A week ago, I was at a BLM protest handing out water bottles and granola bars to protestors, when she approached me, wearing a mask so I didn't recognize her. She said she was ready to forgive me. When she said that, her eyes gave her away, but she lowered her mask to confirm my suspicions. She walked away and I lost her to the crowd. It was like a dream come true. I messaged her later saying that was a hell of a stunt she pulled ambushing me like that, but I was glad she could get that off her chest. We agreed to talk again. Over the past week, it has been far more than what I expected. She missed me even more than I missed her, and that is saying something. It's insane. I met her in person just the other day. We sat in my car and talked, caught up, listened to music, confessed how we felt back then, poured our hearts out over the whole situation and explained everything that happened from our POVs.

Apparently she was abused and manipulated into believing I was this force of evil on her life, and in her vulnerability, she took her negative feelings and shifted them all towards me. And cut me out of her life. Her new boyfriend has since helped to ease her pain and trauma. She's still healing but she came to the realization that I was not what her ex painted me to be. So when by complete coincidence she sees me in public for the second time in four years, she approaches me. It felt like fate.

We've now become even closer than we were before. But just as friends. Which is GREAT. But that's the problem. Even when I'm happy, I'm depressed. Even when I get everything I want, it's not what I want anymore. Like, I want more.
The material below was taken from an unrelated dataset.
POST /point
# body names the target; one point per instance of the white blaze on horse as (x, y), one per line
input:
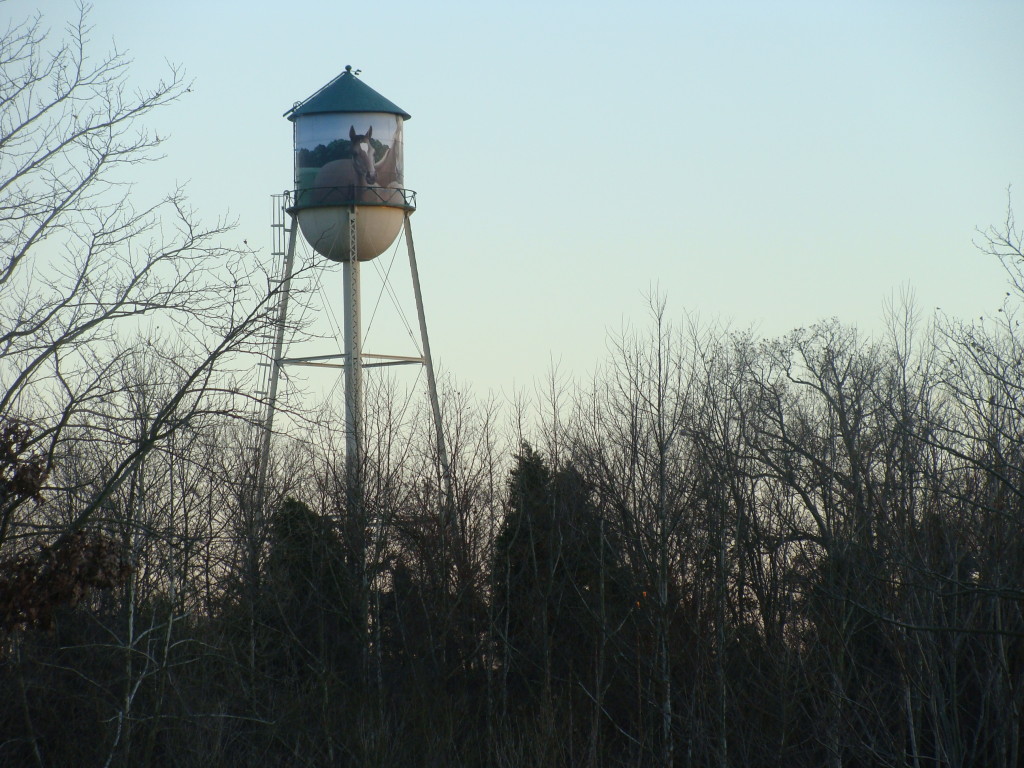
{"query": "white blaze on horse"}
(363, 157)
This new person she was dating is now her Fiance. I'm so happy for her. I have met him before and know he is a great guy. But the feelings for her I thought I had gotten over have come rushing back. We both admitted we were in love, but what I didn't tell her is that I still am. What right do I have? To come back into her life and cause trouble like that by telling her? Absolutely not. I will not repeat past mistakes, and I will not ruin this engagement for her. She is happy. I will never compromise that. But it hurts. It hurts like hell because I have had constant depression for over a week now. Thinking about her and how happy I am, yet sad at the same time. I find myself thinking about how maybe they'll break up still and it's sickening to have these invasive thoughts of something so messed up.
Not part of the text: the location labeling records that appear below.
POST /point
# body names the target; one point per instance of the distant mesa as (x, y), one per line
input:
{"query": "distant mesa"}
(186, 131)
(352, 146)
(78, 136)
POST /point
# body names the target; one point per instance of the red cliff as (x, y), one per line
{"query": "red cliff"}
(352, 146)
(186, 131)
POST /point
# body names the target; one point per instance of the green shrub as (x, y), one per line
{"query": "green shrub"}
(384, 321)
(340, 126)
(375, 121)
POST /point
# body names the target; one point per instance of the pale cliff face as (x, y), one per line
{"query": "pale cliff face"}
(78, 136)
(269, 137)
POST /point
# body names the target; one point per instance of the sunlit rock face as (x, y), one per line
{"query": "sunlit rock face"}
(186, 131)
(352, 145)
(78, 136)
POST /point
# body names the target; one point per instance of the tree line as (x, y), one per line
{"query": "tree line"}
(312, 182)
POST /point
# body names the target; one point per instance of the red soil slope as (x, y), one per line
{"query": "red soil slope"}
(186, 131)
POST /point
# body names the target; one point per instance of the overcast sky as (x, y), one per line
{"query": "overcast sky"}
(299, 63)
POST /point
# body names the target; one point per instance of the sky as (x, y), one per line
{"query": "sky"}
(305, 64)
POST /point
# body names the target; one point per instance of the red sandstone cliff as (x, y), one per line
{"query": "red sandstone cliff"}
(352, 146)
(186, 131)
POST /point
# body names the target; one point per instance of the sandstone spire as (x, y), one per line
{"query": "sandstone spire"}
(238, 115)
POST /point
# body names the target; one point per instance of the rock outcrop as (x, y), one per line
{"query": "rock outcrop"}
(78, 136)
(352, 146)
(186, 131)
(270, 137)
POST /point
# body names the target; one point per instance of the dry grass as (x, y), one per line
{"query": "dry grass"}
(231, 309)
I feel so pathetic! Like Bojack Horseman or something. I hate that comparison, but it really is as pathetic as it sounds. I finally got something that I can't describe how badly I've wanted for *years* only to find that I'm still not happy, and that I want more. It's f*****g selfish and I hate it. I hate myself. Why can't I be happy? I want to be a part of her life, but just talking to her hurts. Because I know, no matter what, I can never tell her how I feel. It feels like maybe would be smart to cut her out of my life, but first and foremost, I absolutely do not want to. Second, how would I even go about it? She'd demand a reason. And I can't lie to her. I would never lie to her. I'd end up telling her how I feel and that's the exact thing I would be trying to avoid by cutting ties. Needless to say that doesn't seem like an option to me. So here I am. Best thing to happen to me in my entire life, reconnecting with the most important person of my life, with a bond stronger than ever. And I still can't get enough. I don't know what to do with myself. Out of all of my depressive episodes that I deal with every single month of my life, this one is the worst I've had since my breakdown in 16.
 
Tawny

Tawny

Well-known member
Forum Guide
Joined
Nov 10, 2019
Messages
863
Location
England
Hello, how are you at the moment? I'm sorry nobody replied but it might have been due to the length of your post. People might feel overwhelmed at the concentration required to read something longer than two paragraphs, or maybe that is just me?

Lack of strong feelings and emotion might be depression? Even when depression is mild, it can take away emotion and leave you feeling flat and uninterested.